LowHeadways, 14th Street is way too narrow and congested to even remotely consider a bus lane. Bus lanes are not a magic panacea- they can be successful is used in appropriate settings, but the problem on 14th isn't just parked cars- it's that it's just way too narrow overall in the most congested areas. The Georgia ave streetcar should take some of the stress off, and when 16th street gets its inevitable streetcar, that should help a lot too.

by Zeus on Apr 7, 2014 5:02 pm • linkreport

Seems like maybe the "S2 Short" should go to Piney Branch, not just Columbia Heights.

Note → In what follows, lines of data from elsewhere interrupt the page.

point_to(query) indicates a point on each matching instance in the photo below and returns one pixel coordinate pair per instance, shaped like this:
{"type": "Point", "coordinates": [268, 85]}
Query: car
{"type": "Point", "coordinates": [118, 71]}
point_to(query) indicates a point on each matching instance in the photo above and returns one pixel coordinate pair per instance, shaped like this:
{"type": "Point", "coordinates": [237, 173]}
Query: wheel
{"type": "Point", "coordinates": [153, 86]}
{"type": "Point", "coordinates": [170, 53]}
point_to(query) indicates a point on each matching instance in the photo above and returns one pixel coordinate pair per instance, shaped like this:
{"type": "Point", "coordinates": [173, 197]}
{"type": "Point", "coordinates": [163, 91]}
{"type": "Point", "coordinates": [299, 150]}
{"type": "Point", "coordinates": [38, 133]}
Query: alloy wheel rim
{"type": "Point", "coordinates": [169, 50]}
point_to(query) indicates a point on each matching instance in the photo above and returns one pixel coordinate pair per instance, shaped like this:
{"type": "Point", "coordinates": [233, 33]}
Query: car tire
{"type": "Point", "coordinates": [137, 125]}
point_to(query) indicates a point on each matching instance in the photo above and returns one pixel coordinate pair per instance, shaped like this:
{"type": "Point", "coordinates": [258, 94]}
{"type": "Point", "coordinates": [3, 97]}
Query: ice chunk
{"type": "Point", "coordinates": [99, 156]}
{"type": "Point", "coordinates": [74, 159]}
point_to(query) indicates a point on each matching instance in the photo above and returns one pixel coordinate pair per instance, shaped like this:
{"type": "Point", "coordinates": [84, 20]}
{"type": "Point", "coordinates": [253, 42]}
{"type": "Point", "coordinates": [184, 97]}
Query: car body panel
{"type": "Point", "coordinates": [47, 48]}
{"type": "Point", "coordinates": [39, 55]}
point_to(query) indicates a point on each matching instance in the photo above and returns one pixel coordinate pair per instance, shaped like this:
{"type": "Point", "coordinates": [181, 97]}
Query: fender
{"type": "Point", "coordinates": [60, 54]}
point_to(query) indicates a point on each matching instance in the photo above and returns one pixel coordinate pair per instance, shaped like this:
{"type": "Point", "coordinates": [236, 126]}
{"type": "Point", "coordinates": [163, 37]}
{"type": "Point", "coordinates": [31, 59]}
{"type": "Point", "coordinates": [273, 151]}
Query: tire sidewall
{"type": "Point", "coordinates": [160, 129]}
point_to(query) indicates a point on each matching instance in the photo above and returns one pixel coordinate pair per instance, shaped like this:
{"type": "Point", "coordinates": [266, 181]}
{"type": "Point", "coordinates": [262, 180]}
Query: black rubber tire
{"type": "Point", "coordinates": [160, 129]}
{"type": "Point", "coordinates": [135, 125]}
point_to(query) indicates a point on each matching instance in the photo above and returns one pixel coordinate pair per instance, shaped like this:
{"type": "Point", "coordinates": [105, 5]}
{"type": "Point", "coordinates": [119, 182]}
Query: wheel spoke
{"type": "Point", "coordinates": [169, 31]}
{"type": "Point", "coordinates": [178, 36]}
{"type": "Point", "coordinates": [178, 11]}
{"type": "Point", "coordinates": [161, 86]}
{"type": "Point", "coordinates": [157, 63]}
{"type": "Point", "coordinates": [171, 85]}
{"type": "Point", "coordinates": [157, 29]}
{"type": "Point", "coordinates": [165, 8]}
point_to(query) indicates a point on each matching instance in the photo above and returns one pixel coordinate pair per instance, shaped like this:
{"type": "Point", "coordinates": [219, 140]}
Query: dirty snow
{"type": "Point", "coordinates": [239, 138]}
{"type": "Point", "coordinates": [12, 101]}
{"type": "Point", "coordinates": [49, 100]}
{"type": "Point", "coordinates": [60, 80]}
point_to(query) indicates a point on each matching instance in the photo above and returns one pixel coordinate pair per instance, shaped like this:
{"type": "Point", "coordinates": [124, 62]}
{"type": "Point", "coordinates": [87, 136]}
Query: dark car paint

And there should probably be more of them -- focusing the service from Piney Branch and south.

by Gavin on Apr 7, 2014 5:24 pm • linkreport

While I think 16th st should be a candidate for streetcars, part of the funding strategy seems to be special tax districts or at least tax money from new development and 16th st is quite built out so we'll get nothing but maybe more buses on top of the old buses.

by BTA on Apr 8, 2014 9:33 am • linkreport

@Zeus If you end on-street parking on 14th north of Harvard St, you've always got at least two lanes in both directions, which is plenty to run half as transit and half as general travel.

But more importantly, why not bus bulbs on 14th? The pulling in and out of traffic, coupled with Maryland drivers and taxis blocking the bus stops, could be easily ameliorated by extending the curb out into the current footprint of the bus stops (although we should be moving all the bus stops to after the lights.

I mean, come on, this is some low-hanging fruit here.

by LowHeadways on Apr 8, 2014 10:19 am • linkreport

I wish there was service on 13th Street NW as well as all of Kansas Avenue. The other big missing link of bus service is on Blair Road between Takoma and Fort Totten. There is no real service in that part of Brightwood and Manor Park.